RL Environment as a Service — Robotics Center of Silicon Valley

What this is

A complete RL research environment: simulation, real hardware, and the pipeline between them

The SVRC RL Environment is not just a simulator and not just a physical lab. It is both, connected by a standardized pipeline that lets you train policies in simulation and deploy them on real robots with minimal transfer effort. We provide URDF files, pre-built simulation environments, benchmark tasks with defined metrics, reward function libraries, and access to real hardware for validation.
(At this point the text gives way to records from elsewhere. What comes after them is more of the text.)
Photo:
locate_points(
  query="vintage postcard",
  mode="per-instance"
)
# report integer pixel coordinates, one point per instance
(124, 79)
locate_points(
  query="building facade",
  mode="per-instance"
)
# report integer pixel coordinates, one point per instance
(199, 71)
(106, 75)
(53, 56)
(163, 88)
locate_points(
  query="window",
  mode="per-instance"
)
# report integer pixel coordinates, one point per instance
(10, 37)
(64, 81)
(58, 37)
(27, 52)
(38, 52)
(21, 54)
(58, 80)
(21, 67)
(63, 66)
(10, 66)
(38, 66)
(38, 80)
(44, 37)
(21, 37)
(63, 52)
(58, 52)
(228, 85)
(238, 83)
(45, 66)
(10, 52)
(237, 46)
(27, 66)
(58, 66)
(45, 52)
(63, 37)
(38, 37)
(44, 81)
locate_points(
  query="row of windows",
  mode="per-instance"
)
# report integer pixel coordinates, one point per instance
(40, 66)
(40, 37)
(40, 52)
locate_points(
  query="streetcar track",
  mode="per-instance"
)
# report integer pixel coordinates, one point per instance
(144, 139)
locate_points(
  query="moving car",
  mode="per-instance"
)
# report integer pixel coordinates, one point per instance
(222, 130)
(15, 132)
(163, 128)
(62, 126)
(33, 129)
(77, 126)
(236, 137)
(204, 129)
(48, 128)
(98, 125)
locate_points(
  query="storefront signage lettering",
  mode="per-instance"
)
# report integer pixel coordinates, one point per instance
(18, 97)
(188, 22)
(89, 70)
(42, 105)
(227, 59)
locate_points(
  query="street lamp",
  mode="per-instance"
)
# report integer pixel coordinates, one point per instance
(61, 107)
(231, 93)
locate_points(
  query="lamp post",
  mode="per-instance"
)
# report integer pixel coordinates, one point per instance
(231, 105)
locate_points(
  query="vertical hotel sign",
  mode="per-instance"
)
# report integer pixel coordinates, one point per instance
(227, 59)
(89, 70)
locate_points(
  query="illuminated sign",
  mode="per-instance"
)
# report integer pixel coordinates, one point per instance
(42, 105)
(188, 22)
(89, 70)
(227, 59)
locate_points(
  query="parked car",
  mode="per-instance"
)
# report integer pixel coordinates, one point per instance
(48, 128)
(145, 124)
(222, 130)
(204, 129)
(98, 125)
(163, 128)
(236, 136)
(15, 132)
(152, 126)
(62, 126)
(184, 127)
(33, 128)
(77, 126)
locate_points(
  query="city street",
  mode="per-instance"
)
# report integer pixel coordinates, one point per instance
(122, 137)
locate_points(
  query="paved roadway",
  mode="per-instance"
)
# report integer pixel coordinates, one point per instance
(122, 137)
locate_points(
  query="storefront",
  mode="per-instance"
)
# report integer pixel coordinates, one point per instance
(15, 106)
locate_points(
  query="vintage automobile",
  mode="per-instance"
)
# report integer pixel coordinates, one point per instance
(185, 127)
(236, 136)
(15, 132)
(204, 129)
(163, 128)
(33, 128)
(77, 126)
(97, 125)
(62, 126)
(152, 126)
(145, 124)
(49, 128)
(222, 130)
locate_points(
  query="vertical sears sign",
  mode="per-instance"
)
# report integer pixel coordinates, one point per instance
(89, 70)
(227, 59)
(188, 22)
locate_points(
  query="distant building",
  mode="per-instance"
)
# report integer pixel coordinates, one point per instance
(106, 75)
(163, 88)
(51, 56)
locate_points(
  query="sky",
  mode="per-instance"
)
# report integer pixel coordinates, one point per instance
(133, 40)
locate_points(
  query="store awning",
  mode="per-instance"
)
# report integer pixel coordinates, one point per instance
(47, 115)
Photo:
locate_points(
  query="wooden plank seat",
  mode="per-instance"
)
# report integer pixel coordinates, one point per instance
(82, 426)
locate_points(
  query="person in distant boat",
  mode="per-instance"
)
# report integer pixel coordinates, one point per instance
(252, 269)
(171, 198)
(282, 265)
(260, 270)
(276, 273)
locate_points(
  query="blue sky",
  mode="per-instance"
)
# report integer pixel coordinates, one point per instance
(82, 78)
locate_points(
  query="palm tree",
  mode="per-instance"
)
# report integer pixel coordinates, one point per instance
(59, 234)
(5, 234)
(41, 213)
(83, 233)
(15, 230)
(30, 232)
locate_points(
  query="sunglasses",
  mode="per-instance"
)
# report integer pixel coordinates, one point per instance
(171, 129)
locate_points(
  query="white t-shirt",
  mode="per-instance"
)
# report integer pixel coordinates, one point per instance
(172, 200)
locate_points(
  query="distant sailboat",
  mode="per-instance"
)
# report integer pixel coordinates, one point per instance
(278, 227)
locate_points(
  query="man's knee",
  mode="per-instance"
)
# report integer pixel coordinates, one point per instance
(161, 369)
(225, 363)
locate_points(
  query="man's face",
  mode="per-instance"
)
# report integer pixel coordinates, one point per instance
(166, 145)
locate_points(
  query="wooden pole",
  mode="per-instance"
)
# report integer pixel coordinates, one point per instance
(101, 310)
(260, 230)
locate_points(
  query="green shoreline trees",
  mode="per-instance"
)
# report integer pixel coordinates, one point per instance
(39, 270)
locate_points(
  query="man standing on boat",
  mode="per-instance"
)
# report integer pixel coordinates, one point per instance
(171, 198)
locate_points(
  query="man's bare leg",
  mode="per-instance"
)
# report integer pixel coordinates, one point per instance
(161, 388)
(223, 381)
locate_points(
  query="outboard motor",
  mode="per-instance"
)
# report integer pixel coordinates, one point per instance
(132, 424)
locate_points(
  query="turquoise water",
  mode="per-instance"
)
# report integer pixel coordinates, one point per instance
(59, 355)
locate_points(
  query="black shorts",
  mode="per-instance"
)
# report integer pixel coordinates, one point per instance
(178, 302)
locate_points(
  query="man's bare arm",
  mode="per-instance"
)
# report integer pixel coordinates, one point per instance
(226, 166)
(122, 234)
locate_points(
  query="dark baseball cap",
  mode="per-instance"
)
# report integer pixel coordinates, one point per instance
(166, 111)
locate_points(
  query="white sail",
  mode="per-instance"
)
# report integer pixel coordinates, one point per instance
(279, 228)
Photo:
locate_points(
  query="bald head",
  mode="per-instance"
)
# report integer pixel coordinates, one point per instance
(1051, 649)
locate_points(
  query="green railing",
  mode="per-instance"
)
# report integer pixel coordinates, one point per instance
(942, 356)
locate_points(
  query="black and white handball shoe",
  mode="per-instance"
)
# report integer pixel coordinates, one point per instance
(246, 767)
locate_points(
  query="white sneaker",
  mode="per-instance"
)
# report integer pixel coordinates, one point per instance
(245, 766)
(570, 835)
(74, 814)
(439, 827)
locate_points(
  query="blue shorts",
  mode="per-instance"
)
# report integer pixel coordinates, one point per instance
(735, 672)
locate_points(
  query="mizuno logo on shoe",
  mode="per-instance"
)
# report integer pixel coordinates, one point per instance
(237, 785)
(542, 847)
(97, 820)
The goal is to eliminate the months of setup work that typically precedes useful RL research. Instead of building your own simulation environment, calibrating a real robot, and designing a sim-to-real pipeline from scratch, you start with a working system and focus on your actual research question.

Simulators

Supported simulation environments

SVRC provides tested, validated simulation environments for three major simulators. Each includes URDF/MJCF robot models, task scenes, and example training scripts.

MuJoCo

Best for: fast iteration, contact-rich manipulation, academic research. MuJoCo is the most widely used simulator in robot learning research. SVRC provides MJCF models for OpenArm 1, DK1, and Unitree G1/Go2 with calibrated dynamics parameters matched to real hardware. Benchmark tasks run at 1000+ FPS on a single GPU. All 10 canonical tasks have MuJoCo implementations.

NVIDIA IsaacSim

Best for: GPU-parallel training, photorealistic rendering, large-scale RL. IsaacSim enables thousands of parallel environment instances for massive data generation. SVRC provides USD robot assets, IsaacGym task implementations, and domain randomization configurations. Recommended for teams with NVIDIA GPU clusters who need high throughput.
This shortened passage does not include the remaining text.